Iran has been one of the fastest growing steel producing countries in the world over recent years. Crude steel production in the country increased by 65% over the past ten years and at 16.1M tonnes, Iran has become the fourteenth largest producer globally with by far the greatest output in the Middle East. This growth has continued so far in 2016 with production up nearly 10% in the first ten months of the year.
Part of the reason for this rapid development of their steel industry is likely to be the relative isolation the country has found itself over the years due to economic sanctions, along with a ready supply of iron ore which has enabled them to become relatively self-sufficient. With sanctions lifting this year, demand for steel in the country is likely to grow considerably in the coming years.
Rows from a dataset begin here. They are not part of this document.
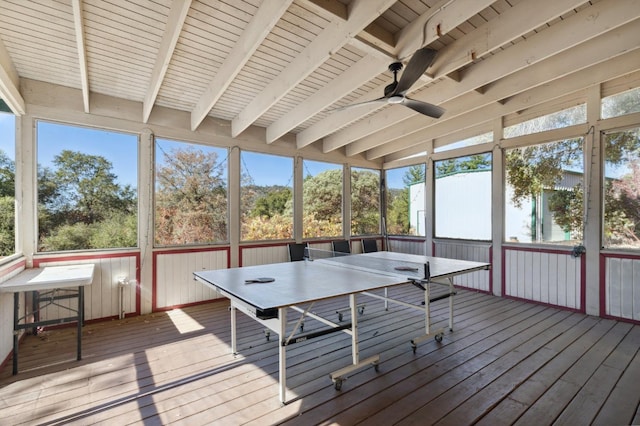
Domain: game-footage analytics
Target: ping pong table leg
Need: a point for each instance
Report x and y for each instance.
(355, 350)
(233, 329)
(282, 353)
(451, 292)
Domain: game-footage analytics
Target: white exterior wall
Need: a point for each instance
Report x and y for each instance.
(463, 206)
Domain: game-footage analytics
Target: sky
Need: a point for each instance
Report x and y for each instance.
(121, 150)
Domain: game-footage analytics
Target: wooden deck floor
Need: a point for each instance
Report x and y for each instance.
(507, 362)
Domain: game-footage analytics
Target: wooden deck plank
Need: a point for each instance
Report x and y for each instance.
(505, 362)
(408, 376)
(623, 402)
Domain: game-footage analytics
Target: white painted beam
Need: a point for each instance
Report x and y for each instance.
(78, 25)
(576, 76)
(479, 42)
(265, 18)
(585, 25)
(10, 83)
(331, 39)
(175, 22)
(327, 126)
(443, 17)
(365, 69)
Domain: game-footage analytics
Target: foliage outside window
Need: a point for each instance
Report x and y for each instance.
(463, 197)
(365, 201)
(322, 199)
(266, 195)
(544, 193)
(406, 200)
(622, 189)
(557, 120)
(620, 104)
(190, 201)
(7, 185)
(87, 196)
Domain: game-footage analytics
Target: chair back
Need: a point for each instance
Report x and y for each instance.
(296, 251)
(369, 245)
(341, 246)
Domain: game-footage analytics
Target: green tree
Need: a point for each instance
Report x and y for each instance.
(191, 198)
(365, 202)
(533, 168)
(398, 201)
(275, 202)
(322, 211)
(463, 164)
(88, 189)
(77, 197)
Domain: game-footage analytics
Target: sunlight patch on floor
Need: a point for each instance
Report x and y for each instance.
(183, 322)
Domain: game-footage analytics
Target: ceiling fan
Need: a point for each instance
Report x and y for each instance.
(394, 93)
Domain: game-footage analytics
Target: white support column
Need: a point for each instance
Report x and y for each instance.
(234, 205)
(497, 207)
(593, 195)
(282, 354)
(346, 202)
(26, 184)
(145, 219)
(298, 182)
(429, 204)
This isolation and growth in the domestic industry means that Iran imports relatively low quantities of steel which reduced from 12.7 million tonnes in 2007 to just 3.1 million tonnes in 2013. Since then, imports have risen slightly to just over 4 million tonnes each year and have remained relatively stable, although in the first nine months of this year they have grown by more than 20%. In a story that is familiar in many parts of the world, much of this growth has been in “alloy” HRC, plate and CRC from China.
Shipments from China have grown by 47% to 578K tonnes so far this year with the country representing the second largest source of steel with only the UAE shipping more. In actual fact though, a closer inspection of the shipments from UAE reveals that the bulk of this tonnage is likely originating from somewhere else with the UAE acting as an intermediary. A significant proportion of the increase in imports from the country appears to be the “alloy” flat products that Chinese producers export in order to qualify for tax rebates so it seems reasonable to assume that much of the 29% growth seen in imports from the UAE also originate in China.
The vast majority of production in the country is destined for the domestic market, although Iran does seem to be starting to export more. At its lowest level in 2012, they were exporting just 260 thousand tonnes of steel but since then this has been on the increase. In 2015 exports hit 3.8 million tonnes and have since grown even more so far this year. In the first nine months of 2016 alone, the country has exported 4.3 million tonnes, more than the whole of 2015 and representing a year on year growth of 41%.
The majority of this growth has come from increased shipments of ingots and semis with larger quantities of ingots being shipped to other Middle East nations; a growth of slabs being exported to Morocco, Brazil, Thailand and Taiwan, and a rise of other semis going to Oman, Thailand and Taiwan.
The Iranian steel industry is at an interesting point in its development. Since economic sanctions were lifted at the start of this year, the country is becoming increasingly “open to business” which should offer opportunities for overseas steel producers to exploit a new and growing market. Over a five year period ending in 2020, Iran is seen to be one of the fastest growing steel sheet markets in the world. The country’s steel sheet consumption growth is forecast to be more than double the world average over 2015-2020. Due to the relative strength and low-cost nature of Iranian steel producers, however, it seems likely that much of any growth may be taken up by domestic production and the only country so far that has managed to exploit the opportunity here to any great degree is predictably China.
Indeed, as Iranian steel producers become more outward looking, they may represent a threat in overseas markets although to date they have only really been active in the semi-finished steel markets but with shipments of slab to Thailand growing considerably it seems they have picked up some of the business that was being supplied by SSI in the UK.